I have excellent results removing metal splinters with a good rare earth magnet.
That’s fine for steel, but what about aluminium or copper?
That method was "WAS" also good for boils and worked well but probably considered "torture" NOW.
With our hardwoods & CCA pine, my splinters fester within about a day & I then push with a thumb nail from the opposite end to the entry point & they always simply pop out. Steel is quite different as is aluminium.

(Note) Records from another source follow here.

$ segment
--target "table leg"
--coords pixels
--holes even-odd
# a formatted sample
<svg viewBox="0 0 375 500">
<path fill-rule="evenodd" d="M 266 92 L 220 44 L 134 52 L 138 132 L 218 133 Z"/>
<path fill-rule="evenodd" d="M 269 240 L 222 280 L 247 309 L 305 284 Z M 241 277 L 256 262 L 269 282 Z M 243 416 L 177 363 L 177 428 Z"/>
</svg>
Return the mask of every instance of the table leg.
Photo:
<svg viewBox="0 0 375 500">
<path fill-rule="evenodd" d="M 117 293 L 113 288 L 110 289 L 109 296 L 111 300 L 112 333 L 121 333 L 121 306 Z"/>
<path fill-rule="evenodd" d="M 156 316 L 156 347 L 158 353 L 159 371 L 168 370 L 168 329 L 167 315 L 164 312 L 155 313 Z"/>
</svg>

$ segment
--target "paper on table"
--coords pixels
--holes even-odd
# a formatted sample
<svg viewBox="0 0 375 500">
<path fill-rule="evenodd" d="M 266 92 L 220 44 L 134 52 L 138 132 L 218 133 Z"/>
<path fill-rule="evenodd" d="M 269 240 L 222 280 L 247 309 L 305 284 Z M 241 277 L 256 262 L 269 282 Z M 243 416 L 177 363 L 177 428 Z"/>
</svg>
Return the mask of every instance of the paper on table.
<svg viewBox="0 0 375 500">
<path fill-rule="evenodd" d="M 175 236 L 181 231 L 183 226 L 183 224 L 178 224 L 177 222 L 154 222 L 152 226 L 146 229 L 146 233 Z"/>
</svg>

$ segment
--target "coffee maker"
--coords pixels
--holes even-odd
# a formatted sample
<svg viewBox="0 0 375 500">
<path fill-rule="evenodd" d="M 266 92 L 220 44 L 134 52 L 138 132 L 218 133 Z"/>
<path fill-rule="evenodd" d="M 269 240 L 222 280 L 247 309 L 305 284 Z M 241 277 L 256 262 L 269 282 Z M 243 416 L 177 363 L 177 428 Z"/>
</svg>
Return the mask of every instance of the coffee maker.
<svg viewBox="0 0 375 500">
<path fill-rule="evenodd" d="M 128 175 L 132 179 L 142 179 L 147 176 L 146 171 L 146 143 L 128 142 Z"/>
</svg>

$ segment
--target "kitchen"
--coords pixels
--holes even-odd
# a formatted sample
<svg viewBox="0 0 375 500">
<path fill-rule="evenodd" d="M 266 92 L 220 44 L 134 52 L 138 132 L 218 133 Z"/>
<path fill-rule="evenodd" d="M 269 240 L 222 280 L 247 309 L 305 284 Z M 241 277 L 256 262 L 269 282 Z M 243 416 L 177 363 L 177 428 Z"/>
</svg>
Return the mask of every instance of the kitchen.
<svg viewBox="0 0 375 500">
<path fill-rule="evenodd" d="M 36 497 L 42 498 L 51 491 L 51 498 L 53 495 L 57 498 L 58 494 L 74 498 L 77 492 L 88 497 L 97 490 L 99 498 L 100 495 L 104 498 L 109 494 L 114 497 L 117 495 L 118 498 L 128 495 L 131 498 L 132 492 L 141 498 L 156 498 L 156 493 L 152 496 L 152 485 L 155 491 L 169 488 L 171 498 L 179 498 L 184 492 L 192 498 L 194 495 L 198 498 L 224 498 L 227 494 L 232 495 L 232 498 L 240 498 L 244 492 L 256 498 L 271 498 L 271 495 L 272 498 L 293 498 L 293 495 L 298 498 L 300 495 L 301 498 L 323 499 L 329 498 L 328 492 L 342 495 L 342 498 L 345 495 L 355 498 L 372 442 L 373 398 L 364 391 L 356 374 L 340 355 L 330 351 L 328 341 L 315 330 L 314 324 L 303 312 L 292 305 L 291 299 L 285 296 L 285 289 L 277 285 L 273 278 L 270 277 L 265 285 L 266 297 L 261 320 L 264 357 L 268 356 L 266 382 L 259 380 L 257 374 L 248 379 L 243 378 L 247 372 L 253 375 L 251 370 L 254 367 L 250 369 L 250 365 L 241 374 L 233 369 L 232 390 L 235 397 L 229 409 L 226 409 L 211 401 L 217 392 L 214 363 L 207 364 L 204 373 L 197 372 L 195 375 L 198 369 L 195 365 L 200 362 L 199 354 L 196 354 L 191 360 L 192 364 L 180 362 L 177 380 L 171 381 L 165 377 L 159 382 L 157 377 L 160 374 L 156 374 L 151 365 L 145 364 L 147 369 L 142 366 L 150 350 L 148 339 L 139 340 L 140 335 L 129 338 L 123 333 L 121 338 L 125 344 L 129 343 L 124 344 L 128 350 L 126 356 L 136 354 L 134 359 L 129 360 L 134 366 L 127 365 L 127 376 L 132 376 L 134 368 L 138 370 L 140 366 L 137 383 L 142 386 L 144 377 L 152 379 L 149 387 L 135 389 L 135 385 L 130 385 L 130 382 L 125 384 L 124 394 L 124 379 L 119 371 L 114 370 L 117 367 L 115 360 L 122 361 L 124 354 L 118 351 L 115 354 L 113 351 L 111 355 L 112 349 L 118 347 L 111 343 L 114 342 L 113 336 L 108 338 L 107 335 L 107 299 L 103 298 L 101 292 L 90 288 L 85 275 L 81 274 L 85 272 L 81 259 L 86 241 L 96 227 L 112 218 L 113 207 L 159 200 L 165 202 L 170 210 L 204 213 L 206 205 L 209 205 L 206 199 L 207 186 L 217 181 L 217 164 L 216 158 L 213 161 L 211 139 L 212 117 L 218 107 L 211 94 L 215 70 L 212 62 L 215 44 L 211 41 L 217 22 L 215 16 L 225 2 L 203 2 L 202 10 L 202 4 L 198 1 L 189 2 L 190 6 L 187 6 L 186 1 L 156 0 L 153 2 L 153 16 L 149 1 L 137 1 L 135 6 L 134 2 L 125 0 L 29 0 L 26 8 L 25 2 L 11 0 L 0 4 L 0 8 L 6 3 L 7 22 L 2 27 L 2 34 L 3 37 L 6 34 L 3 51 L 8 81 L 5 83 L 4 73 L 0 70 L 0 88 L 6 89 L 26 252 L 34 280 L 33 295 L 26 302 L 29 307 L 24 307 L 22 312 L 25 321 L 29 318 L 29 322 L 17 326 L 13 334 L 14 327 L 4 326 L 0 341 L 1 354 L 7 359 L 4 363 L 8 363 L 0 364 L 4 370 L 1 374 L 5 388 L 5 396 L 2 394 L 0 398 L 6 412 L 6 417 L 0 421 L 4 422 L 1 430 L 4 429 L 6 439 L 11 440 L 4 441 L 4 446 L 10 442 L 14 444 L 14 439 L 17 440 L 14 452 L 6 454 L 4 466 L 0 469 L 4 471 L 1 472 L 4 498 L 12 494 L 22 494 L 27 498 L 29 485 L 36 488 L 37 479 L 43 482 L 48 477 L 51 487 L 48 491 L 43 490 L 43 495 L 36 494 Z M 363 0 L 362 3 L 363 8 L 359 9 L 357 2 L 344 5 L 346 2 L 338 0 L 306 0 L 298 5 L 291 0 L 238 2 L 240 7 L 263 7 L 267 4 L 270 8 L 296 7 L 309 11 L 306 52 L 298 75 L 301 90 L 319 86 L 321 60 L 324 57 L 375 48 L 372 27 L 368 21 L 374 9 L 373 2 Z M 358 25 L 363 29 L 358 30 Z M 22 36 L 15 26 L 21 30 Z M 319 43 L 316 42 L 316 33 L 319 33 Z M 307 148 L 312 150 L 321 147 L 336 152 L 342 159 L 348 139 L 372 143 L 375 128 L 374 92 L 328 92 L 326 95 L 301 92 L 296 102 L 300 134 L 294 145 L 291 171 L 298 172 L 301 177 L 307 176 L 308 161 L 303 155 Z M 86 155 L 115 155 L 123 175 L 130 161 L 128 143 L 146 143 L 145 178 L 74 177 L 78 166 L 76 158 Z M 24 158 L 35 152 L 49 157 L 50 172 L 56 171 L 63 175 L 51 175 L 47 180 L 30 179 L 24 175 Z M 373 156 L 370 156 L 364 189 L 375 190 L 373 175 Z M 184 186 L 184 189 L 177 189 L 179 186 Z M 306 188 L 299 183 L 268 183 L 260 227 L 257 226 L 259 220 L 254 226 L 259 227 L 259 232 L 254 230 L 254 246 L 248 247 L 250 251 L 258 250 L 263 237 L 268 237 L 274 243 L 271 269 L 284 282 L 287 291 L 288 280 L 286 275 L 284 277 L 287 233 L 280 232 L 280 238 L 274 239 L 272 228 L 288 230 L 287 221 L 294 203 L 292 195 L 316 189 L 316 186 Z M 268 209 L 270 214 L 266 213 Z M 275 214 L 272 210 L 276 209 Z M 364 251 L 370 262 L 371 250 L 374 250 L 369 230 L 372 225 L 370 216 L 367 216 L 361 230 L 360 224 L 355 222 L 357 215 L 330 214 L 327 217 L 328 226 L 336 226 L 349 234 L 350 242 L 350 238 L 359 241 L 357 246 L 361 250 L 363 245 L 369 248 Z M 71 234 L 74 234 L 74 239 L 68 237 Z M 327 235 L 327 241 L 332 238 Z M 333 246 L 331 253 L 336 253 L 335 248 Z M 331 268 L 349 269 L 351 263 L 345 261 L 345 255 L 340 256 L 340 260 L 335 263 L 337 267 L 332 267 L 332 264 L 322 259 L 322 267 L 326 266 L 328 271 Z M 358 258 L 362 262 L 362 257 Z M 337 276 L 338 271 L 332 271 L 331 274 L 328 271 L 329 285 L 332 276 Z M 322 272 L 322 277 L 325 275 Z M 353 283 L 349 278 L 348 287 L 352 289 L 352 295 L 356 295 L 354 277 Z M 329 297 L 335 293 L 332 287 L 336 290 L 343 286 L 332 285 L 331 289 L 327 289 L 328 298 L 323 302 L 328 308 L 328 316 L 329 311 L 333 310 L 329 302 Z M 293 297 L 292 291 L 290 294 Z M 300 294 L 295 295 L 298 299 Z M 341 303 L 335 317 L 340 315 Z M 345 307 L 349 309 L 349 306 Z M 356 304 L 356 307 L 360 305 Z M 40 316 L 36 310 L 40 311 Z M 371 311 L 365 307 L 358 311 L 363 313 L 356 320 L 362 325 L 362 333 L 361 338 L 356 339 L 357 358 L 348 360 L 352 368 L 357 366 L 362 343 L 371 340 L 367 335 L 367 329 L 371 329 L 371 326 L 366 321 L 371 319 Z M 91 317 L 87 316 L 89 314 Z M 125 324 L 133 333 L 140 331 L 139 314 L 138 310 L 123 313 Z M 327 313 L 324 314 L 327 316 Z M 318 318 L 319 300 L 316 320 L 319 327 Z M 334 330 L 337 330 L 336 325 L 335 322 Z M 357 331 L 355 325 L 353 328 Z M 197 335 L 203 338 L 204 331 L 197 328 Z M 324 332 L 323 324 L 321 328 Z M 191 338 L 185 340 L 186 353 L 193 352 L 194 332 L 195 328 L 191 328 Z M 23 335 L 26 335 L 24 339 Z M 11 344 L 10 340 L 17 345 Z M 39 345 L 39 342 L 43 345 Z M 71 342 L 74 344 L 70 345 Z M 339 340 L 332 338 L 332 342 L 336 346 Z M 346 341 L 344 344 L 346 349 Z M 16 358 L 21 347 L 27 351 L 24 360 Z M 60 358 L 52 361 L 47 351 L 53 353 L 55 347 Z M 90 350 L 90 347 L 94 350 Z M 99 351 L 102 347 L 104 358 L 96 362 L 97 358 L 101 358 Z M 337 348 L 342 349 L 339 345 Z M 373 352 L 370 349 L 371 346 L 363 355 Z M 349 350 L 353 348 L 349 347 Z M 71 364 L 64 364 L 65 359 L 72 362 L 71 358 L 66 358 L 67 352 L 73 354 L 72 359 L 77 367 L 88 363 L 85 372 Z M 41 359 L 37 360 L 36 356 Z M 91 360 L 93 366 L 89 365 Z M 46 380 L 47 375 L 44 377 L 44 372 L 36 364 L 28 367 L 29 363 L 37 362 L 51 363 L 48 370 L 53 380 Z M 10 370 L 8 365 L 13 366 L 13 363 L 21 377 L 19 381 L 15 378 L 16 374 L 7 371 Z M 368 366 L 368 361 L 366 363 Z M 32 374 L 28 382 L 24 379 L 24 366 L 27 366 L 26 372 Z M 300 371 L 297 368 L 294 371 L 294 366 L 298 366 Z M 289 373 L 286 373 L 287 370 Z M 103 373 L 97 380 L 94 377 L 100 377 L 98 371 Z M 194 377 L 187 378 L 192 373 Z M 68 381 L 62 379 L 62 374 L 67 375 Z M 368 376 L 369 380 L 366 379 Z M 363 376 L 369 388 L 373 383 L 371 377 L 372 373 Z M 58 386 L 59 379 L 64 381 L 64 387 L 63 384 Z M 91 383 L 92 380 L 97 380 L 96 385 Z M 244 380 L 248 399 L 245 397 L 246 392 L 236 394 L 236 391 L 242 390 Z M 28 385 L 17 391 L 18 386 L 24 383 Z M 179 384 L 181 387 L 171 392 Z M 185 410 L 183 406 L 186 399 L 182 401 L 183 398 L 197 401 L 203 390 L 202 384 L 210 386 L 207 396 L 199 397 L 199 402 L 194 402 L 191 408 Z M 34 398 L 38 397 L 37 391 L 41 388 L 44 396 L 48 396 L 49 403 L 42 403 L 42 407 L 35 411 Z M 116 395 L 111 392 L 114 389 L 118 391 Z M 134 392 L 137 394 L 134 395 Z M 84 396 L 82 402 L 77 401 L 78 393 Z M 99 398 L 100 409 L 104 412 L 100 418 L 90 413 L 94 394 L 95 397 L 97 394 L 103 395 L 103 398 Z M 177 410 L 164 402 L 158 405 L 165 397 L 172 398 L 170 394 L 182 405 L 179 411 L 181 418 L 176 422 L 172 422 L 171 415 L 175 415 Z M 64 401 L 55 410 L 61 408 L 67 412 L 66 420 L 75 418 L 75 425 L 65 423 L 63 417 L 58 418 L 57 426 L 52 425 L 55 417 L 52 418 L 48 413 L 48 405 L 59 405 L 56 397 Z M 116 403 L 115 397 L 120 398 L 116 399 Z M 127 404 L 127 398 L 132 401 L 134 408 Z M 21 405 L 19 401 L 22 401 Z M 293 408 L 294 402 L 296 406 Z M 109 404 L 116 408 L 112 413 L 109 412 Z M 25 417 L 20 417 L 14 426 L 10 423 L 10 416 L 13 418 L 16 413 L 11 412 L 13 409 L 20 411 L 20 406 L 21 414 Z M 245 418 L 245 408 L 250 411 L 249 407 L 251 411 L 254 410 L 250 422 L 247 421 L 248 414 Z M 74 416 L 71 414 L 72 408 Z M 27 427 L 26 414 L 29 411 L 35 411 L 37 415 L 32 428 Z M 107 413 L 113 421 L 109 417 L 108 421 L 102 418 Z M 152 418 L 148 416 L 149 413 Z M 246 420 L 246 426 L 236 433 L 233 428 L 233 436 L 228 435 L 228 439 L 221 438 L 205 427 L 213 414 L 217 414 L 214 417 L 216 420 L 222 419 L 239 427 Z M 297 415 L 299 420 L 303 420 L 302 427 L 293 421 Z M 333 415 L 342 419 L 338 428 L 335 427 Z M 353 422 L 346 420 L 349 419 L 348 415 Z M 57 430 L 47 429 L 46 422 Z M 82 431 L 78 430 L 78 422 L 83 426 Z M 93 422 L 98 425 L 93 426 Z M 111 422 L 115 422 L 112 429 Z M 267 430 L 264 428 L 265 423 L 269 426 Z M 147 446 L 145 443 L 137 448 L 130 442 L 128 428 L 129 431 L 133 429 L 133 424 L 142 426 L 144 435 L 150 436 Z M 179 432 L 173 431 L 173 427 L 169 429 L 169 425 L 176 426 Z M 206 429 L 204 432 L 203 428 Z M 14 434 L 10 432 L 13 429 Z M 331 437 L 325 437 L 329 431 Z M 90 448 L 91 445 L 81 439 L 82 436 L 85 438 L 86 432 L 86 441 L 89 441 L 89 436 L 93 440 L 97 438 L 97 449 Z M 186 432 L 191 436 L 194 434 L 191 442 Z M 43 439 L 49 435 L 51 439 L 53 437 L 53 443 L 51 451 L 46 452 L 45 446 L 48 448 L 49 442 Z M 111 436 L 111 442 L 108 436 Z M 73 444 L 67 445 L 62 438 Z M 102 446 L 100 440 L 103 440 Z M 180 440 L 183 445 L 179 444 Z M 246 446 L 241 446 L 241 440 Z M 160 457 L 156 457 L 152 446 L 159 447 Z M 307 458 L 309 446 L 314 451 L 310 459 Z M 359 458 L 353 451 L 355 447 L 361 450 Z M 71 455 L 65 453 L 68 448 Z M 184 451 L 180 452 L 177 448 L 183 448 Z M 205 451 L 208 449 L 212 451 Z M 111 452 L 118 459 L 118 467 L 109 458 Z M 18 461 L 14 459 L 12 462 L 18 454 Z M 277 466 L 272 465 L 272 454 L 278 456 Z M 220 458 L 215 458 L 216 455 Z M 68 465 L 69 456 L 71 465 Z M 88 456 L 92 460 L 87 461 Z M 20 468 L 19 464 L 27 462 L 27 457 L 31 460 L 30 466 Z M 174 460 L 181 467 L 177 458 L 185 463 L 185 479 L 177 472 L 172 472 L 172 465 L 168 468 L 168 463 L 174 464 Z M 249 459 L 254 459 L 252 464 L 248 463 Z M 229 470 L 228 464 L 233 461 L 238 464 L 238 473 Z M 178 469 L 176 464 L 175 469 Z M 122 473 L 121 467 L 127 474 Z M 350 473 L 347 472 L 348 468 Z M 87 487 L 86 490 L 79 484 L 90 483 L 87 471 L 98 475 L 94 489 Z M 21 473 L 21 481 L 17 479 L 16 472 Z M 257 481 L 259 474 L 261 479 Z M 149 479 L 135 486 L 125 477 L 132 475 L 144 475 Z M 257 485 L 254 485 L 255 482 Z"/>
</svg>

I did, however, have one that went straight in at about 90 degrees & I did the usual but with two finger nails:it popped out & healed over then a while after(some weeks) it gave me some grief again & it was obvious that a wee bit was still well embeded & I had to dig it out with a needle=better than going to hospital.
Regards
Ranald
I cut keys for most of my life & the little splinters would somehow find their way into my shoes & into the bottom of my foot. Problem was they'd present themselves on the way home making driving painful so i kept tweesers in the car for the occasional surgery.... Ouch!!
What a hoot reading everyone's splinter posts! Who'd have thought so much research could go into a humble splinter...at the timber yard as a boy, one of the old timers, from Montana, would have a fair cackle at me trying to pick out a Redwood splinter (they fester quickly...), and say...'Sh..t Jimmy, I've had worse than that on the head of my pecker....' RIP Ray.. cheers
Jim
Hahahaja jim, well put, mayby its because splinters r more annoyin than the missus rippin in to ya!! Hey
One of those cheap spring loaded solder suckers might work for this, and it would then be a one handed operation.